Thursday, September 25, 2008

Sparky


I'm heading out to the mid west in a couple weeks for my bi-annual travels. Every time I'm there I get shit for not letting Sparky know I'm rolling thru town. "I live right here dude, call we could hook up for a beer. Sparkys pretty awesome to by the way for a mid western hick. He was the sales manager for K2's big box brands 5150 and Morrow. Then he got a promotion that added skate as in rollerskates to his portfolio of brands. I let Sparks know I'm coming thru and a diamond turned out of a piece of coal. Or vice versa.

me- Into MN on the 21rst, out of Chi town on the 25th. Bachmans sale is the ender. You got ample warning.

sparks- Nice – at this time I am around that week, but it has been thrown around for a circle jerk meeting at Dicks that week as well….

Dude what’s faster? A 5 wheel skate or 4? I’m thinking of doing that as some cross training. Looks like it would be fun to rip around the lake on.

I seriously hate you…..you should have seen the amount of spandex up in Duluth, MN last weekend….nations largest inline marathon…next year you should really plan to attend.

What? My kids like to skooter and I figured that it would be rad to have them raise the bars up all the way and have my sk8 long side. Hold hands with the old lady and shit. Should I get them ones that I can slip out of and still have the boot on? That way I could go get a cocktail or coffee and not ruin peoples floors with my multi wheels.

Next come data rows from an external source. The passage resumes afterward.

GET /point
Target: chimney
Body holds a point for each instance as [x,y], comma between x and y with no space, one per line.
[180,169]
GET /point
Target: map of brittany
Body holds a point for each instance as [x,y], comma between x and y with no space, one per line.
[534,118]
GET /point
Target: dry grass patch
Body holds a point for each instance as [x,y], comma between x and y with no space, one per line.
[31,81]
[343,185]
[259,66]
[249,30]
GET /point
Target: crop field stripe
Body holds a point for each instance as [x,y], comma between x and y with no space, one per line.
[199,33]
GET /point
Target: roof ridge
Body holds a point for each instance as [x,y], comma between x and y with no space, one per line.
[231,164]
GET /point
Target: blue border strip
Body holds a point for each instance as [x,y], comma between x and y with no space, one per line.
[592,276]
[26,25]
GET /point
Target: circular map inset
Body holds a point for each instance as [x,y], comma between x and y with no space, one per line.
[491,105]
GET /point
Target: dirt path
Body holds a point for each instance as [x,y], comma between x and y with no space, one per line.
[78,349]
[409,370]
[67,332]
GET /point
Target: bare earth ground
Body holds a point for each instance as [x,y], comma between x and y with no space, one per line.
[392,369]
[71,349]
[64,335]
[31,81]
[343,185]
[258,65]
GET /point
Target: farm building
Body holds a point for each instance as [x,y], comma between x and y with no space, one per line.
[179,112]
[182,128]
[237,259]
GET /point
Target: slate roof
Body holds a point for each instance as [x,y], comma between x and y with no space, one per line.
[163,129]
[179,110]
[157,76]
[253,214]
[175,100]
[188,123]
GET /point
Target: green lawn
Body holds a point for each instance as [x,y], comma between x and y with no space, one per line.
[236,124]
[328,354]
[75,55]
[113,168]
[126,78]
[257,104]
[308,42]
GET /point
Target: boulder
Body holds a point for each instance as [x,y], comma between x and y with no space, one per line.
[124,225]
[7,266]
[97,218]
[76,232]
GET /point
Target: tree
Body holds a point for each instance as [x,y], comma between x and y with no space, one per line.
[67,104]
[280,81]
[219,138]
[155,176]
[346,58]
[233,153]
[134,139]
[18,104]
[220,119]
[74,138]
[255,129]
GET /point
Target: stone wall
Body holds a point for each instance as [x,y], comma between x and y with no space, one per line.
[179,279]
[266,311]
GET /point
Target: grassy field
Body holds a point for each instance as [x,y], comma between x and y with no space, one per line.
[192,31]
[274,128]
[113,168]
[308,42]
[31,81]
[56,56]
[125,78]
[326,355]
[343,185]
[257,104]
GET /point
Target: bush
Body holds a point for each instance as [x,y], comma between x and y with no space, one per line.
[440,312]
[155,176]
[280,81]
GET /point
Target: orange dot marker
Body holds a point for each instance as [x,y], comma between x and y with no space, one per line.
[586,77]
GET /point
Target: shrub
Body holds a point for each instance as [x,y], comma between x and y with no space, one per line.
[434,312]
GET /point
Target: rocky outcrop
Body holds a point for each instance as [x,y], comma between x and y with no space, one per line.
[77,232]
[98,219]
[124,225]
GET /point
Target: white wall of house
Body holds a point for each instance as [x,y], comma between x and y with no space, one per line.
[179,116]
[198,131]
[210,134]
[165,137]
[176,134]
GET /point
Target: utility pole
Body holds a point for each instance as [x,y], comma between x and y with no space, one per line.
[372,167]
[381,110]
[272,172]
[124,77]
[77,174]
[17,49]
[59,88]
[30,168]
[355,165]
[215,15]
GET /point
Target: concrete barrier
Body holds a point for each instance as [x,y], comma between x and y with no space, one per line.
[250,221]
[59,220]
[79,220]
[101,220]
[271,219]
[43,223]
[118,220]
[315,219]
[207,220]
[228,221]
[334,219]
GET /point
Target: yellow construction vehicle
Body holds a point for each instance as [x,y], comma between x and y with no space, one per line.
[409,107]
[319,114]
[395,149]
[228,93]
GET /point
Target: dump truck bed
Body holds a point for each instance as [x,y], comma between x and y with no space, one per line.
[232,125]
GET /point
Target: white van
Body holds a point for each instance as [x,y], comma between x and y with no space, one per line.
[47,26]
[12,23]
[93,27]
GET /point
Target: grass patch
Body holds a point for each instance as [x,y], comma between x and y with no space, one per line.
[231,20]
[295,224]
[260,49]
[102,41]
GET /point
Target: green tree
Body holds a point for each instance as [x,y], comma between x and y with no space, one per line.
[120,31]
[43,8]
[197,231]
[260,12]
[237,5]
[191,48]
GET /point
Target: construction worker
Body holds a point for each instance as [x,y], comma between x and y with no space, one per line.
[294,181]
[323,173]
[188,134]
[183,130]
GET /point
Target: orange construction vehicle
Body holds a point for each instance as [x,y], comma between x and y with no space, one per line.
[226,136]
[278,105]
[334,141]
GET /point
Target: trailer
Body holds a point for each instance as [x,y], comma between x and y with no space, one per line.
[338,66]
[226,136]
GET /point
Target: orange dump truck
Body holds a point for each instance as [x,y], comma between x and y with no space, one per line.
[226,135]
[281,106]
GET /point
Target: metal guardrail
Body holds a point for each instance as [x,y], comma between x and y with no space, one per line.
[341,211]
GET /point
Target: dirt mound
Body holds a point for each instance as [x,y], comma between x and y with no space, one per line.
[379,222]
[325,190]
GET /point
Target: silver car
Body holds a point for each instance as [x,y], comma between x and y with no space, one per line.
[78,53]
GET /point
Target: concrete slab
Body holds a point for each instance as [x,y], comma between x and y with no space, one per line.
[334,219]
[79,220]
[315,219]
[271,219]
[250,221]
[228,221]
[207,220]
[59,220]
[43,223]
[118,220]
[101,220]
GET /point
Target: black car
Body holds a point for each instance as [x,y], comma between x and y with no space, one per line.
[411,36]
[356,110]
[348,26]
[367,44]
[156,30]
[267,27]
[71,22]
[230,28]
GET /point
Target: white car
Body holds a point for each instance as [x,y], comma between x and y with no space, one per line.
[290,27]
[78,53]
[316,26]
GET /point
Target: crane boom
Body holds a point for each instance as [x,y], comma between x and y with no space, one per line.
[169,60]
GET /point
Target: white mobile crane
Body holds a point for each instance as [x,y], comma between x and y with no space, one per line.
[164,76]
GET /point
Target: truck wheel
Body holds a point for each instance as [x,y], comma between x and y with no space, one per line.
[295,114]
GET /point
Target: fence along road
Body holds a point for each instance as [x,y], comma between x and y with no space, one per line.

On one of the very worst days of my illustrious snowboard sales career – at least I can count on you and your demoralizing humor…I especially appreciate the – Hold hands with the old lady and shit – that puts a classic vision into my head that I just can’t resist to have a smile on my face. Maybe the two of you could share a Pepsi as you skate around Green Lake too? If you need one, I have some nice skate belts – they hold your keys, wallet, and water bottle – you don’t have to put just water in the bottle though…if you know what I mean..

Your worst and I’m smiling? That sucks. Sorry. Hey, you know what? Go grab a pop and a cheese stick, get in that lifted Chevy Avalanche of yours and do a peel out on some neighbor’s lawn. You’ll feel so much better. I’d suggest you covering up that TapOut decal you have on the window though. People will be able to identify the truck with a rear window that folds down to accommodate trips to Home Depot.


Have you ever thought about running for political office? I think you are wasting your powerful skills in your current position…the TapOut decal takes the cake….and actually the rear window gets taken out on trips to Menards more than the trips to Home Depot – even though I have both 100 yards from each other, and about 2 miles form my house – Menards tends to have better pricing and more of a selection. No peel outs either – I can’t do that to other peoples lawns, but I may go drink some Leinenkugels and go bow hunting after a day like to today – I do feel the need to kill something. If I get a deer, I’ll be thinking of you while I tear the anus out….

Thanks Sparky.

1 comment:

  1. Anonymous8:25 PM

    "I seriously hate you". F'n funny. How often have we all said that? Your a true friend but I seriously hate you.